Uncomfortable silence. I groped for conversation.

“So Dan…”

“Yeah?”

“Um…is Mark Bomback coming?”

“Bomback? Oh, that’s hilarious! Bomback was Mets Class of ’80! Man, that’s priceless. Bomback! I gotta go find Gardenhire and tell him you said that!”

With that, Dan Boitano was off to find Ron Gardenhire. I assumed that like Joe Torre he was probably working, but I didn’t tell Dan. It was the clean break I was looking for.

Still, I was tempted to hang around. The DJ was cueing up “Bette Davis Eyes” and I was hoping to say hi to Hubie Brooks or even Charlie Puleo, but their nametags sat on the registration table unaccounted for. Meanwhile, I could hear Dyar getting into an argument with Searage, telling Ray he wasn’t “such a big man for batting a thousand and going one-and-fucking oh!” Not ten feet away, Pete Falcone started giving his “testimony” to Ellis Valentine, who didn’t look quite right. Then I found out the pickup in the parking lot with the bumpersticker I DON’T BRAKE FOR ANIMALS AND OTHER LIVING THINGS belonged to Joel Youngblood and Youngblood didn’t look much happier than Miller. Besides, I couldn’t believe he wore camo to this affair. Trouble was brewing.

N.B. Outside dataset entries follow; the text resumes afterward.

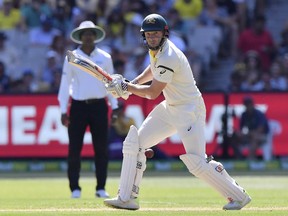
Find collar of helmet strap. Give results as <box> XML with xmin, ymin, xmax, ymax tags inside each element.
<box><xmin>146</xmin><ymin>36</ymin><xmax>167</xmax><ymax>50</ymax></box>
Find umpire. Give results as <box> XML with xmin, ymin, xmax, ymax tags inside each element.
<box><xmin>58</xmin><ymin>21</ymin><xmax>118</xmax><ymax>198</ymax></box>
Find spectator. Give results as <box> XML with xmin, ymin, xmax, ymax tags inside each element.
<box><xmin>198</xmin><ymin>0</ymin><xmax>238</xmax><ymax>57</ymax></box>
<box><xmin>30</xmin><ymin>15</ymin><xmax>61</xmax><ymax>47</ymax></box>
<box><xmin>0</xmin><ymin>61</ymin><xmax>10</xmax><ymax>93</ymax></box>
<box><xmin>228</xmin><ymin>63</ymin><xmax>245</xmax><ymax>92</ymax></box>
<box><xmin>241</xmin><ymin>51</ymin><xmax>263</xmax><ymax>91</ymax></box>
<box><xmin>20</xmin><ymin>0</ymin><xmax>53</xmax><ymax>30</ymax></box>
<box><xmin>0</xmin><ymin>31</ymin><xmax>21</xmax><ymax>81</ymax></box>
<box><xmin>270</xmin><ymin>62</ymin><xmax>288</xmax><ymax>91</ymax></box>
<box><xmin>11</xmin><ymin>69</ymin><xmax>38</xmax><ymax>94</ymax></box>
<box><xmin>233</xmin><ymin>96</ymin><xmax>269</xmax><ymax>160</ymax></box>
<box><xmin>0</xmin><ymin>0</ymin><xmax>22</xmax><ymax>31</ymax></box>
<box><xmin>238</xmin><ymin>15</ymin><xmax>276</xmax><ymax>71</ymax></box>
<box><xmin>173</xmin><ymin>0</ymin><xmax>203</xmax><ymax>34</ymax></box>
<box><xmin>49</xmin><ymin>34</ymin><xmax>72</xmax><ymax>64</ymax></box>
<box><xmin>41</xmin><ymin>50</ymin><xmax>60</xmax><ymax>86</ymax></box>
<box><xmin>48</xmin><ymin>68</ymin><xmax>62</xmax><ymax>93</ymax></box>
<box><xmin>278</xmin><ymin>25</ymin><xmax>288</xmax><ymax>57</ymax></box>
<box><xmin>58</xmin><ymin>21</ymin><xmax>118</xmax><ymax>198</ymax></box>
<box><xmin>53</xmin><ymin>0</ymin><xmax>73</xmax><ymax>39</ymax></box>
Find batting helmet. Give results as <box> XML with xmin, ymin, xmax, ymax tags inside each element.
<box><xmin>140</xmin><ymin>14</ymin><xmax>169</xmax><ymax>50</ymax></box>
<box><xmin>140</xmin><ymin>14</ymin><xmax>168</xmax><ymax>33</ymax></box>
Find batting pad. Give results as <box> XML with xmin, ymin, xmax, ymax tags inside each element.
<box><xmin>180</xmin><ymin>154</ymin><xmax>247</xmax><ymax>201</ymax></box>
<box><xmin>132</xmin><ymin>148</ymin><xmax>146</xmax><ymax>197</ymax></box>
<box><xmin>119</xmin><ymin>125</ymin><xmax>139</xmax><ymax>202</ymax></box>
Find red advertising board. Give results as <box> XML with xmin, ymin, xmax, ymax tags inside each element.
<box><xmin>0</xmin><ymin>93</ymin><xmax>288</xmax><ymax>158</ymax></box>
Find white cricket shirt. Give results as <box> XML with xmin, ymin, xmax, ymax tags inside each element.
<box><xmin>150</xmin><ymin>39</ymin><xmax>201</xmax><ymax>105</ymax></box>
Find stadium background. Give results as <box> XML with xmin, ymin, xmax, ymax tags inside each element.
<box><xmin>0</xmin><ymin>0</ymin><xmax>288</xmax><ymax>172</ymax></box>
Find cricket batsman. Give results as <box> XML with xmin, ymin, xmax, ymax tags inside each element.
<box><xmin>104</xmin><ymin>14</ymin><xmax>251</xmax><ymax>210</ymax></box>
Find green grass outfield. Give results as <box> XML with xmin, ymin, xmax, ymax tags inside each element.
<box><xmin>0</xmin><ymin>172</ymin><xmax>288</xmax><ymax>216</ymax></box>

As if that weren’t enough, Boitano was fast reapproaching, this time waving a clipping of a box score and yelling something about how he “struck out Dave Concepcion and got the win.” That did it. I fished out my valet stub as fast as I could, before a tipsy Ron Hodges told the Dave Augustine story again. I’d had enough of the New York Mets Class of 1981 to last me another 25 years.

Remind me not to RSVP for any more of these.